Definition: A Latin square is said to be idempotent iff $\forall i=1,\cdots, m,[(i,i)=i]$
Definition: A Latin square is said to be commutative iff $\forall i,j((i,j)=(j,i))$ such that $1\leq i,j\leq m$ and $(i,j)$ denotes the entry at the $i$th row and $j$th column.
The order of a Latin square refers to the number of distinct symbols found within a Latin square.
Proposition: Show that there exist no idempotent and commutative Latin squares of even order.
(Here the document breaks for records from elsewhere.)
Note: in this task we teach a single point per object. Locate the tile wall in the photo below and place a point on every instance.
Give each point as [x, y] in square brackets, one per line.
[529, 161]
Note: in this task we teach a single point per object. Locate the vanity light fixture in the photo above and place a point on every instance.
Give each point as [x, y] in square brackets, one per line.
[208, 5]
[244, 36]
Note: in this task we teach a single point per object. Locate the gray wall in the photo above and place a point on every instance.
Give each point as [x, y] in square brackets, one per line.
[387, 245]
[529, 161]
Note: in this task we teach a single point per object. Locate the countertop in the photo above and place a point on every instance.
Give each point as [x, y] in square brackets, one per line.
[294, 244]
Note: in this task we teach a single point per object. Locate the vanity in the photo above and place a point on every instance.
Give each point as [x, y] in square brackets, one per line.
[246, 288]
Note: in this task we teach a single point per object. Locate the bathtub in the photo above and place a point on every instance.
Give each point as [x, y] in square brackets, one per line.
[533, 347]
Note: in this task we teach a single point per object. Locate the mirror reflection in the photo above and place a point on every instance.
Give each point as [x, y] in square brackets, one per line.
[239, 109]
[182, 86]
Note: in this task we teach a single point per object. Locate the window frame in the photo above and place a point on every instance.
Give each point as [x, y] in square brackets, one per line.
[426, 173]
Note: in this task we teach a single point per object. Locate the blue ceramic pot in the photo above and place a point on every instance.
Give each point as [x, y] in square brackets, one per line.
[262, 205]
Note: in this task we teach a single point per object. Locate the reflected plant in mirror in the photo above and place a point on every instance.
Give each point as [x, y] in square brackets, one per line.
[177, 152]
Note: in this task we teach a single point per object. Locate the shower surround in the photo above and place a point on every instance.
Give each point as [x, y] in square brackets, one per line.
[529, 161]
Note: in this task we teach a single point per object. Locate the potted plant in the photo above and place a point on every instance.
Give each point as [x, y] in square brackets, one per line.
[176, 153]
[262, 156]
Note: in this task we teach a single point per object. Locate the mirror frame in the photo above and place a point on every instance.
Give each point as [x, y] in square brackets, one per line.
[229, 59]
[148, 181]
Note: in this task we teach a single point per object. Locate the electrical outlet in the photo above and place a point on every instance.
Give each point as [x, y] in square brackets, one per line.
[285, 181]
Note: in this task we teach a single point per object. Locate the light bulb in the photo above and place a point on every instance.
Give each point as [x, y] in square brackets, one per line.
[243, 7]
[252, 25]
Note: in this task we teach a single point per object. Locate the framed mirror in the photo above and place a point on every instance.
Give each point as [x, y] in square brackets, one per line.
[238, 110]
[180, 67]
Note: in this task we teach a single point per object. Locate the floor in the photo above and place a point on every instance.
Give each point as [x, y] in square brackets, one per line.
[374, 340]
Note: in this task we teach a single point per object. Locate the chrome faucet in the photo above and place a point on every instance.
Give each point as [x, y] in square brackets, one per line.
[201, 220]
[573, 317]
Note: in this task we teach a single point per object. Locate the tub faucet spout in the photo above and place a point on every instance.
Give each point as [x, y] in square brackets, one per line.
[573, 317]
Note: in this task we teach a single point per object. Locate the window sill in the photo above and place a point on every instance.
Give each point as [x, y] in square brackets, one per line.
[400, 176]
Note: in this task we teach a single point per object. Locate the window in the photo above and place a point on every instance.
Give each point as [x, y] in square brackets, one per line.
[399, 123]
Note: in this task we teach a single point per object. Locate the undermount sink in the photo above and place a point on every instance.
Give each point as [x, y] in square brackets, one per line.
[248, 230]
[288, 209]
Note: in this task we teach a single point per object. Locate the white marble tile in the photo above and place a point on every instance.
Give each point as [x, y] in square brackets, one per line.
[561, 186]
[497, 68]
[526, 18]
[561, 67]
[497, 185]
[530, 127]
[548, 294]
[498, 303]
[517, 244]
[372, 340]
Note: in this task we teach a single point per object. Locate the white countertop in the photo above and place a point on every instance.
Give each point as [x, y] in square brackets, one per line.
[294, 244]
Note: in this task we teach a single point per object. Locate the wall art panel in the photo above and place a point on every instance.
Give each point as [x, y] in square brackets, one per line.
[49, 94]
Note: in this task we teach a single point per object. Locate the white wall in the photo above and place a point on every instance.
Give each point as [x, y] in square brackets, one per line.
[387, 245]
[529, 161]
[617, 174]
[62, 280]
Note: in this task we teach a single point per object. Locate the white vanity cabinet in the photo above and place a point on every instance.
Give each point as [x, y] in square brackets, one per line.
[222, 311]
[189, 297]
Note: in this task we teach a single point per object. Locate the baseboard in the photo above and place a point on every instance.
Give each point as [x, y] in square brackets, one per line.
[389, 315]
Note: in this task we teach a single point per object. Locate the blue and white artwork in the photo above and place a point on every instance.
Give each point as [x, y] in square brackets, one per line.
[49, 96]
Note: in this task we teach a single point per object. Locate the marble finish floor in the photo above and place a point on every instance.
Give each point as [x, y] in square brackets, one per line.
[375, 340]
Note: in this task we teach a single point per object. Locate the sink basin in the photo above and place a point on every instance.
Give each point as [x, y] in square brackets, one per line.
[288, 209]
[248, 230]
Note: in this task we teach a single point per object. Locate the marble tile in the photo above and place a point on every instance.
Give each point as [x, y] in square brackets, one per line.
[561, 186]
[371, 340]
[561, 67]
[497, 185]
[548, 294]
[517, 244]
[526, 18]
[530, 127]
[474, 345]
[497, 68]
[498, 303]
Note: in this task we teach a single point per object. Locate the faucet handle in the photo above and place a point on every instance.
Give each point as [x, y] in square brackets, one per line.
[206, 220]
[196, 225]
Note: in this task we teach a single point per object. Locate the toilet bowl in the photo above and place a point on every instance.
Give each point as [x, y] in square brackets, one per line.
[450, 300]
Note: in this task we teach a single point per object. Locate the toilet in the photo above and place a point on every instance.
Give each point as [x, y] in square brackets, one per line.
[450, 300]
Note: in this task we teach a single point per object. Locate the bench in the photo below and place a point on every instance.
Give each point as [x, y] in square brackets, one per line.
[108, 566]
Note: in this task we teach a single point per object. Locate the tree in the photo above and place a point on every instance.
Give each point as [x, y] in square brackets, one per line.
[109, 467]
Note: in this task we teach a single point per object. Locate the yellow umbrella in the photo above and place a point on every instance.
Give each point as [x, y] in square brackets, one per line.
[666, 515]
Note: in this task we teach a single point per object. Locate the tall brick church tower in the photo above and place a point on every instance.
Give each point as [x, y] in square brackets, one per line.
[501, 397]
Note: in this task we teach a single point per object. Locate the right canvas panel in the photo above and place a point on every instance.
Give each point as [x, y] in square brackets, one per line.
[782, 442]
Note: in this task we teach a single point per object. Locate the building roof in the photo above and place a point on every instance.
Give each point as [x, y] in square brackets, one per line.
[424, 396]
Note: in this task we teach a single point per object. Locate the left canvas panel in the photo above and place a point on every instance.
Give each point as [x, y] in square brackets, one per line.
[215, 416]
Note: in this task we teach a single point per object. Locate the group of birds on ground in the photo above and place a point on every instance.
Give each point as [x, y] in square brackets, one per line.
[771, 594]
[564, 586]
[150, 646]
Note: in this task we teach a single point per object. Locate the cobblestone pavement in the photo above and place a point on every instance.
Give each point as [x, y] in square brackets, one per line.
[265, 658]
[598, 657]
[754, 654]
Proof Attempt: Consider the last entry of the first row of $2n \times 2n$ array such that $n\in\Bbb{N}$. For the sake of contradiction, suppose this an array of an idempotent and commutative Latin square. Observe that $\forall i(1\leq 1\leq 2n)$, the $(i,i)$ entry has entry $i$, due to idempotence. Since it's commutative $\forall k\in\Bbb{N}((i+k, i-k)=(i-k, i+k))$. Note that $(i-(i-1), i+(i-1))=(1, 2i-1)$ and $2i-1$ is odd. Thus, any $i=1,\cdots,n$ is in some entry $(1, 2i-1)$. Moreover, we assert that any $i=n+1,\cdots 2n$ cannot be in the entry $(1,2n)$. Keep in mind, $\forall i\forall k((i,i)=i=(i+k, i-k)=(i-k, i+k))$ due to commutativity and idempotence of our latin square. We now consider $i$ such that $n+1\leq i\leq 2n$. Note $(n+j,n+j)$ is at the $(n+j)th$ column of the array; $1\leq j\leq n$. Since $(n+j)-k=1 \Leftrightarrow k=(n+j)-1$ and $(n+j)+(n+j)-1=2n+(2j-1)$ such that $1\leq j\leq n$, then we have $1 \leq 2j-1 \leq 2n-1$ which further imply that $\forall k(n+j=(n+j-k, n+j+k)\neq (1,2n))$ where $k=(n+j)-1$ and $1\leq j\leq n$. Thus, $(1, 2n)\neq n+1, \cdots, 2n$. Since $1,\cdots, n$ are odd-index entries of row 1 of the array, then none of the symbols $1,2,3,\cdots, 2n$ can be in entry $(1,2n)$. Therefore, the array with its assumed restrictions can never be completed to be a Latin square; the proposition holds.
There is an easier proof:
As the square is commutative, each number must occur an equal number of times above the diagonal and below the diagonal. The total number of occurances of any number in these areas will therefore be even. For a square of even order, every number must occur an even number of times. Therefore any number on the diagonal (the only remaining area) must also occur an even number of times. Therefore the square cannot be idempotent.